Londres continue de cultiver une certaine défiance vis-à-vis de Moscou, alors que paraît ce 16 mars l’Integrated Review, document de 114 pages censé fixer un nouveau cap pour le Royaume-Uni en matière de géopolitique, de défense et de sécurité nationale.

Dans un entretien à Sky News, le ministre britannique des Affaires étrangères Dominic Raab a identifié la Russie comme une «menace» pour le Royaume-Uni et ses alliés. Des propos qui entérinent les positions défendues par l’Integrated Review, qui cite la Russie comme une «menace active» pour le Royaume-Uni.

Dans le même temps, la Chine s’affiche pour Londres comme un «défi systémique», selon le rapport.

Les déclarations de M.Raab surviennent après que le secrétaire général de l'Otan Jens Stoltenberg a annoncé ne pas voir de «menace imminente d'attaque militaire contre un allié» de l’Alliance de la part de la Russie. Or, le resserrement des liens entre la Russie et la Chine devient un défi, a-t-il ajouté.

Le rapport britannique, qui passe en revue plusieurs secteurs depuis les services diplomatiques jusqu’aux capacités des forces armées britanniques, opère plus globalement un basculement vers la région indopacifique, qualifiée de «nouveau centre géopolitique du monde».

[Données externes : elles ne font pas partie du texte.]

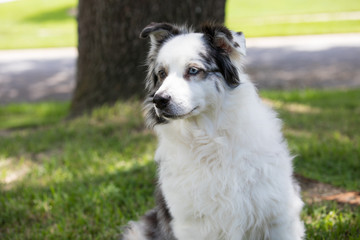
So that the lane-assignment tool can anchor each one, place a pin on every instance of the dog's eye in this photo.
(193, 71)
(162, 74)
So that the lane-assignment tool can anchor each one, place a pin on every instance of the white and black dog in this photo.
(224, 168)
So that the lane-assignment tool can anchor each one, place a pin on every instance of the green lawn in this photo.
(37, 24)
(85, 178)
(41, 23)
(291, 17)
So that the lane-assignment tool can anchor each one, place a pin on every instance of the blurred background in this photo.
(75, 157)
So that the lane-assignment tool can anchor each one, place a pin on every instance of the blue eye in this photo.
(193, 71)
(162, 74)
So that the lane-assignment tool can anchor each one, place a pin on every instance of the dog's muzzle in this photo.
(161, 101)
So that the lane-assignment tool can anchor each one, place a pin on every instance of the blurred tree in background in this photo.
(111, 55)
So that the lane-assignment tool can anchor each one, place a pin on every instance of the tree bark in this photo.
(111, 58)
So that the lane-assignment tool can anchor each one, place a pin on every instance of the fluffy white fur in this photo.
(224, 169)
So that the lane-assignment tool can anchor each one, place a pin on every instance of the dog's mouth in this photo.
(165, 114)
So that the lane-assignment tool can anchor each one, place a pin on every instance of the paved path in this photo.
(323, 61)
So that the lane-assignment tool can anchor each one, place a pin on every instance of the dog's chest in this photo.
(200, 182)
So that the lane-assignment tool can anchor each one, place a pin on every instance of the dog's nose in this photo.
(161, 100)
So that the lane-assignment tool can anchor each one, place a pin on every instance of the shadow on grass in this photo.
(54, 15)
(86, 208)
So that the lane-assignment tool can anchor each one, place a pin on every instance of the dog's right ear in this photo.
(158, 32)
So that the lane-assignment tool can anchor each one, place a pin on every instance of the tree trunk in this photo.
(111, 56)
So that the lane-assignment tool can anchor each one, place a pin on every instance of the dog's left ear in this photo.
(229, 41)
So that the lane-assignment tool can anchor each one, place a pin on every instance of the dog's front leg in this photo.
(191, 230)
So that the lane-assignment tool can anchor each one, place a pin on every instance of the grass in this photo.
(85, 178)
(37, 24)
(260, 18)
(41, 23)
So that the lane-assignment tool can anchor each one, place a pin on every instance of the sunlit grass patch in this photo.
(325, 137)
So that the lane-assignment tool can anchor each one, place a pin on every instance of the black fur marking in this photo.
(156, 222)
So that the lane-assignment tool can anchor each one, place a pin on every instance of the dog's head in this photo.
(188, 71)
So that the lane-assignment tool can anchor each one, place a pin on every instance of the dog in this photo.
(224, 168)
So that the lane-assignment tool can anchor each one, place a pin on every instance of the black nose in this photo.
(161, 100)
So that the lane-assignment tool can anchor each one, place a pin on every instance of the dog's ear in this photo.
(158, 32)
(230, 42)
(228, 47)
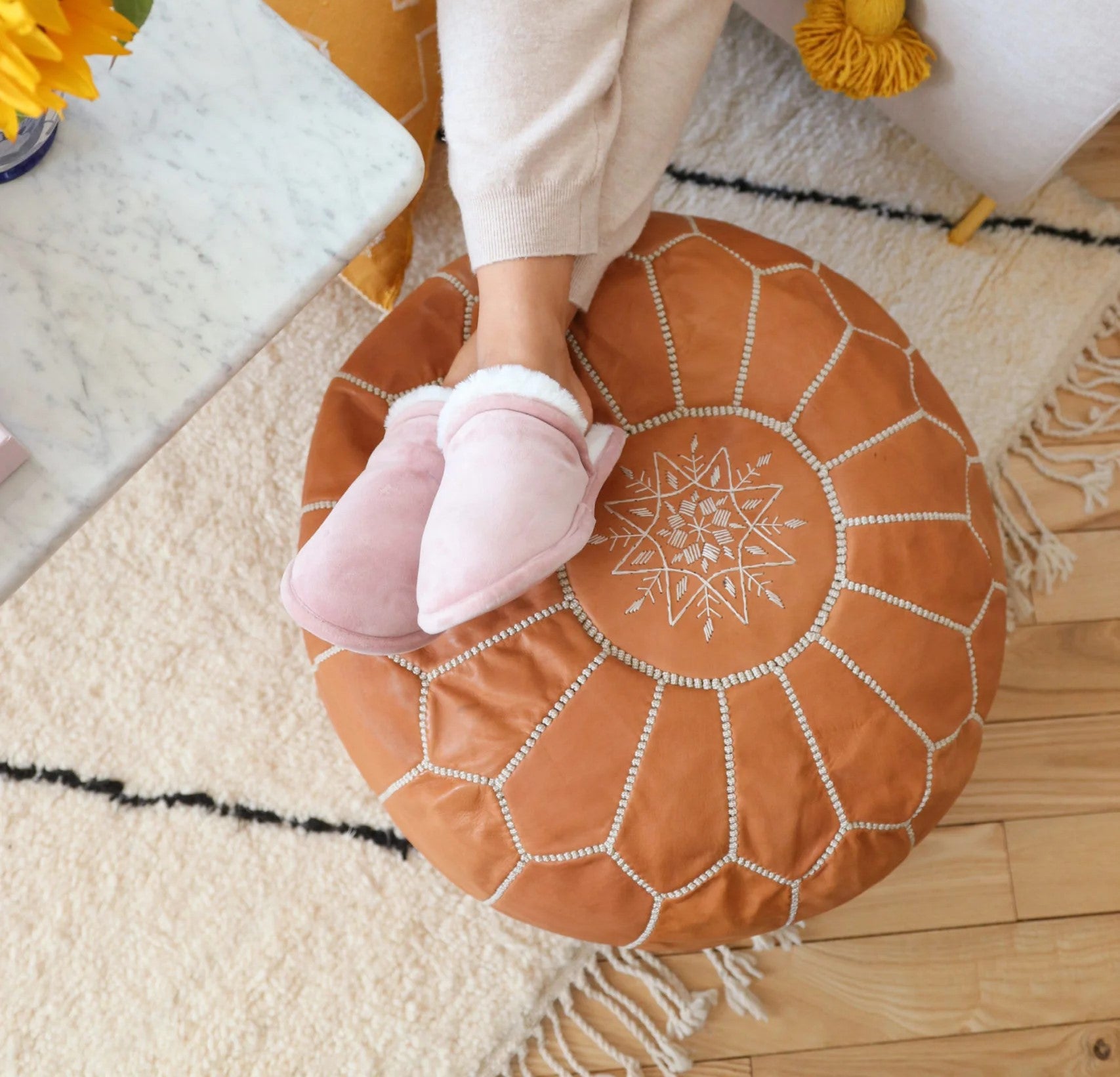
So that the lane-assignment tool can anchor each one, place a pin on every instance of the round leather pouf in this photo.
(765, 677)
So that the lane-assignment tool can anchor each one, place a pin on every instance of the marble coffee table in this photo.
(225, 175)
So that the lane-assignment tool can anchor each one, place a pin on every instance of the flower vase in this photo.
(35, 138)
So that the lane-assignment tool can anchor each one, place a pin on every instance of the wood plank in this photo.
(1044, 768)
(1066, 866)
(722, 1067)
(1052, 670)
(917, 985)
(1068, 1050)
(957, 877)
(1092, 593)
(1097, 164)
(1061, 505)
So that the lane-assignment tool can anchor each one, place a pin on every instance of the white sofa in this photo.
(1016, 89)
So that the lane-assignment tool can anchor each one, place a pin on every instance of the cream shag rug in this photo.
(195, 879)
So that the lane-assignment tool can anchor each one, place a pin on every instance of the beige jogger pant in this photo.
(562, 116)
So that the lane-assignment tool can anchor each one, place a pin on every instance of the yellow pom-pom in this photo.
(863, 49)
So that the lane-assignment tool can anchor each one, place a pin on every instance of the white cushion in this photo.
(1016, 88)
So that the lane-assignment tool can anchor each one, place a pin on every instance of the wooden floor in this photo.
(995, 950)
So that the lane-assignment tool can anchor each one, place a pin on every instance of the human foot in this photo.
(524, 318)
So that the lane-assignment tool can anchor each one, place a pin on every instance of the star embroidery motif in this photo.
(700, 534)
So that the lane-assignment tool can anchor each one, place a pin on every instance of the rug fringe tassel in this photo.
(1037, 559)
(684, 1011)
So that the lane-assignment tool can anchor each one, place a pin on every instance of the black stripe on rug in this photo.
(114, 790)
(858, 204)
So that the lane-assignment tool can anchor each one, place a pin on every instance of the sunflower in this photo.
(43, 49)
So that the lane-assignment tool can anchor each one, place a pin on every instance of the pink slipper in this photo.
(354, 583)
(518, 498)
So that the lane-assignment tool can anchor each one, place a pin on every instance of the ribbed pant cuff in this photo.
(586, 276)
(540, 221)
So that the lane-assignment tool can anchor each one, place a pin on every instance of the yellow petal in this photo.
(15, 64)
(104, 15)
(18, 96)
(37, 44)
(49, 14)
(15, 17)
(89, 39)
(72, 76)
(47, 100)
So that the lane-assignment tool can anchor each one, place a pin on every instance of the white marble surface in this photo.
(225, 174)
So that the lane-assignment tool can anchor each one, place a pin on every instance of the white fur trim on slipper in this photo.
(420, 394)
(518, 381)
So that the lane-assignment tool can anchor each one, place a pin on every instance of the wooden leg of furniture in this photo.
(964, 229)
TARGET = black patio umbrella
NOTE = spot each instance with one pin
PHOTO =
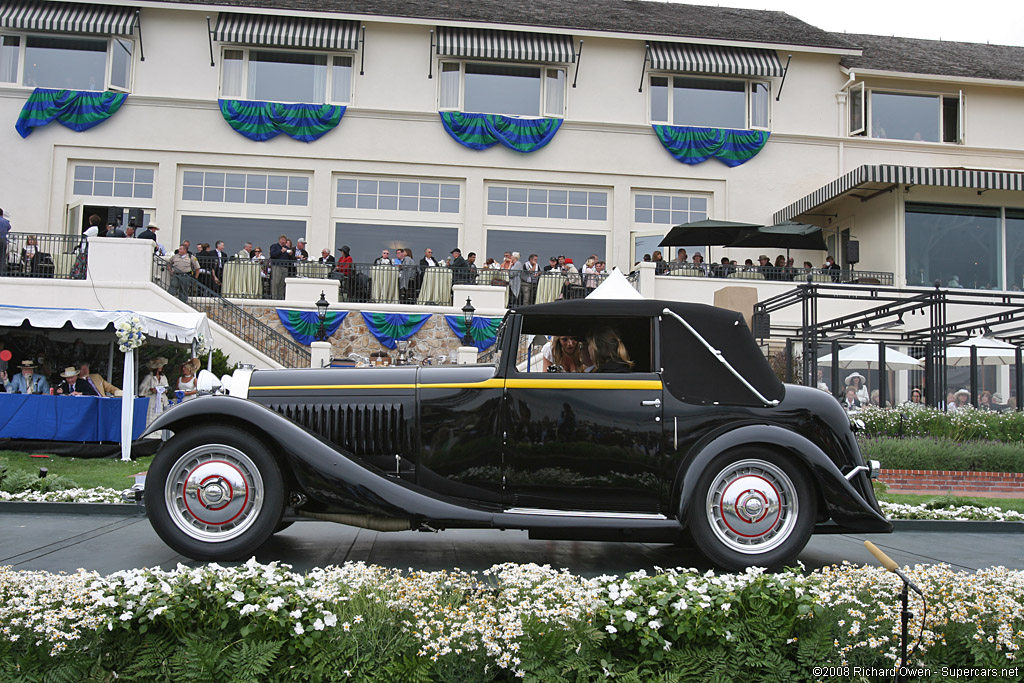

Relations russo-britanniques

Les relations entre Londres et Moscou se sont tendues ces derniers mois, notamment depuis le Brexit. La sortie de l’Union européenne n’a pas «incité les autorités britanniques à normaliser le dialogue avec la Russie», expliquait ainsi Sergueï Lavrov, ministre russe des Affaires étrangères au magazine Russian Thought, début mars.

Le Royaume-Uni s’est notamment félicité des sanctions antirusses infligées par l’UE suite à l’affaire Navalny. Dominic Raab déclarant à l’époque vouloir que la Russie «rende des comptes» sur le sujet.